Ten of the 15 A320 aircraft, a simulator, spares and other associated items are being acquired via a combination of purchase and leasing arrangements still to be finally determined by the Board of Air New Zealand within a capital investment budget in excess of US$400 million. Five of the aircraft will be acquired from the leasing company GECAS under a standard operating lease arrangements.
The first of the new A320 aircraft will be inducted into the Air New Zealand fleet at the end of October next year, and the 15th aircraft is scheduled to be delivered towards the end of 2006. These aircraft will replace four Boeing 767-200 aircraft that are currently being retired from the Air New Zealand fleet and nine Boeing 737-300 aircraft that will be progressively retired from the fleet between September 2003 and December 2006.
The purchase of the new aircraft will have a net positive impact on Air New Zealand's financial performance as the enhanced operating efficiency of the new aircraft, and increased seat numbers, more than offset the cost of incremental capital employed in the new fleet.
Financing for the acquisition will be secured against the aircraft and is not expected to affect the Group's gearing levels. The acquisition can be financed without any recourse to the shareholders.
The A320 is well suited to Air New Zealand's needs in the Tasman and short-haul Pacific markets, with more seating capacity than the Group's existing fleet of Boeing 737 and 767 type aircraft. The A320 is capable of carrying containerised cargo and has a greater range than the 737-300 making it a better fit for the missions required by the regional market.
Under the terms of its agreement with Airbus, Air New Zealand has the right to switch between the A320 aircraft and either the larger A321 aircraft or the smaller A319 aircraft prior to delivery, should market conditions change.
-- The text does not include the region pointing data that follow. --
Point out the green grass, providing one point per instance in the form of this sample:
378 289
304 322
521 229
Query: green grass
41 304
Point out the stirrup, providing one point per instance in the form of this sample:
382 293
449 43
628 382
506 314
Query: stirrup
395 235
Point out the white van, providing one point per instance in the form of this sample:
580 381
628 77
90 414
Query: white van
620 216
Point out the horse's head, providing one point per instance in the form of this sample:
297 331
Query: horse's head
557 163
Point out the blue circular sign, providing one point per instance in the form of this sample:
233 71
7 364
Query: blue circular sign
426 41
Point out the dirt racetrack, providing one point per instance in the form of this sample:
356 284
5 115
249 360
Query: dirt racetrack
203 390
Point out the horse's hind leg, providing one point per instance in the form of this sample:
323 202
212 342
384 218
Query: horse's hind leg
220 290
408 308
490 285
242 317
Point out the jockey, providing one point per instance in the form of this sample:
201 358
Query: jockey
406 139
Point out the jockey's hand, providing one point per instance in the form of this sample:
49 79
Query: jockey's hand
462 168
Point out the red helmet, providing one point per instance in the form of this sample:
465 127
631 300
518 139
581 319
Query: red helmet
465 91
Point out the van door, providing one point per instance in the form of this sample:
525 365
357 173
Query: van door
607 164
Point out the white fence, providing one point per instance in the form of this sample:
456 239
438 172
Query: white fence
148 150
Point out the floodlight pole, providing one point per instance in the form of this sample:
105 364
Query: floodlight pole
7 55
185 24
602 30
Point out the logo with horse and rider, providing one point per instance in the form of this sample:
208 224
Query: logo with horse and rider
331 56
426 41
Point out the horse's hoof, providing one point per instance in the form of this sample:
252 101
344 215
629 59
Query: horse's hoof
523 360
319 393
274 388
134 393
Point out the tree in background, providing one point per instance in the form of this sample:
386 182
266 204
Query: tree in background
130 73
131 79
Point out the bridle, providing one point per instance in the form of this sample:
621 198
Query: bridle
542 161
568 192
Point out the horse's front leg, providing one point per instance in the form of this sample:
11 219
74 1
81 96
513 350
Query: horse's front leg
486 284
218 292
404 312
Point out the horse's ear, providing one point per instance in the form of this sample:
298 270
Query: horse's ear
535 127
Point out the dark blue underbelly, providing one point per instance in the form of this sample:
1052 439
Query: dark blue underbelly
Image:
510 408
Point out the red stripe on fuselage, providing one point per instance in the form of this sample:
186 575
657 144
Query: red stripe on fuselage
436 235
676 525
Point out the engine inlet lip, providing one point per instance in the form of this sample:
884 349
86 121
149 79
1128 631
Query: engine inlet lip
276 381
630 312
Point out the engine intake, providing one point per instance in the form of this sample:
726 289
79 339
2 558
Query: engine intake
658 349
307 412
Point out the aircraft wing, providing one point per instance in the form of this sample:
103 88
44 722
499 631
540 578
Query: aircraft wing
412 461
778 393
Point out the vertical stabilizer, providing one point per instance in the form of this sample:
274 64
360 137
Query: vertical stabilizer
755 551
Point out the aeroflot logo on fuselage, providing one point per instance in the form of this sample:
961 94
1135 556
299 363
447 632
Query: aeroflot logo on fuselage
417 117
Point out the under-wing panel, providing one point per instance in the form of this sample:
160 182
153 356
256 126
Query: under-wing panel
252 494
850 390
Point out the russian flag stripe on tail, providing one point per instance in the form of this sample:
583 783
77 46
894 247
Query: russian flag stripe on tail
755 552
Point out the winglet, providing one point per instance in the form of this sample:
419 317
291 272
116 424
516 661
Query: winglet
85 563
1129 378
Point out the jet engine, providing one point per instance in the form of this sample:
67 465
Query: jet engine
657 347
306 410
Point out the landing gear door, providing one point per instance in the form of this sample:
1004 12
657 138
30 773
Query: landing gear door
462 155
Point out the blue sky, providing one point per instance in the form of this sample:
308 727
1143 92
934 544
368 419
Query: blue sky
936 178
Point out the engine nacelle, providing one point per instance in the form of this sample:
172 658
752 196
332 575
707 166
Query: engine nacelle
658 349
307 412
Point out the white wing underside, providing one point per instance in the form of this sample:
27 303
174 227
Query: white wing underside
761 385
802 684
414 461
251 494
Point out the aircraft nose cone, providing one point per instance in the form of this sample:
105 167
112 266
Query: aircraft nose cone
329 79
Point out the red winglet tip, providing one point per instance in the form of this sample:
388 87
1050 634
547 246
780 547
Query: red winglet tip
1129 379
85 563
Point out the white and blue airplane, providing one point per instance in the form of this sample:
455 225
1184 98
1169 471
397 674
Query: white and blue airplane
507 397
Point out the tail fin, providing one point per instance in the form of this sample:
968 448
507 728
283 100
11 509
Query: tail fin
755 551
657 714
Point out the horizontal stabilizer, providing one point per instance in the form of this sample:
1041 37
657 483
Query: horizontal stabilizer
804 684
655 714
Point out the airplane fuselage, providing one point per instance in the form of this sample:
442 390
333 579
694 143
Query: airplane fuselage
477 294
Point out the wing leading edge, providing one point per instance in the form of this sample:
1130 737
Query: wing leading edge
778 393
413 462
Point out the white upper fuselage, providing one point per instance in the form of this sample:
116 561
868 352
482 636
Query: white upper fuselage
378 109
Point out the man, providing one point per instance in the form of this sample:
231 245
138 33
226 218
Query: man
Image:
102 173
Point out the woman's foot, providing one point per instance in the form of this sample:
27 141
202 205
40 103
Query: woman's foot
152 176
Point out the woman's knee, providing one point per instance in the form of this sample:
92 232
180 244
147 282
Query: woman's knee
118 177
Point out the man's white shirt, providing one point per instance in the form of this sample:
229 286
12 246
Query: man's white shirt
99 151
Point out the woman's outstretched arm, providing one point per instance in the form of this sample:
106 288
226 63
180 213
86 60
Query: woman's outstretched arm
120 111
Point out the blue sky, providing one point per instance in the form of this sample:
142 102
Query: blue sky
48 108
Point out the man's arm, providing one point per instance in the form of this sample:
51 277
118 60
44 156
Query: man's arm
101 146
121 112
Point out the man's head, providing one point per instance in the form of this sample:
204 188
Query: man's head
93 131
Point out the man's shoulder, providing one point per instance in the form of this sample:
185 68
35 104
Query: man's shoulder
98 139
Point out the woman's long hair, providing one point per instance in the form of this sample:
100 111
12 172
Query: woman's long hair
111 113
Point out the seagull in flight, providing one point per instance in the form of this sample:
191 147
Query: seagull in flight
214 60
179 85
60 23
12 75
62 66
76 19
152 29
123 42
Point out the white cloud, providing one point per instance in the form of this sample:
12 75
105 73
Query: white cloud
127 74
If this right is exercised, financial terms would be adjusted accordingly.
In addition to its commitment to acquire the 15 aircraft, Air New Zealand has secured purchase rights on a further 20 Airbus aircraft at agreed prices in the future. These rights lock in prices based on current market conditions for future acquisitions by Air New Zealand without any fixed obligation to purchase. These arrangements provide the Group with the ability to replace its entire Tasman and short-haul Pacific fleet within the next decade.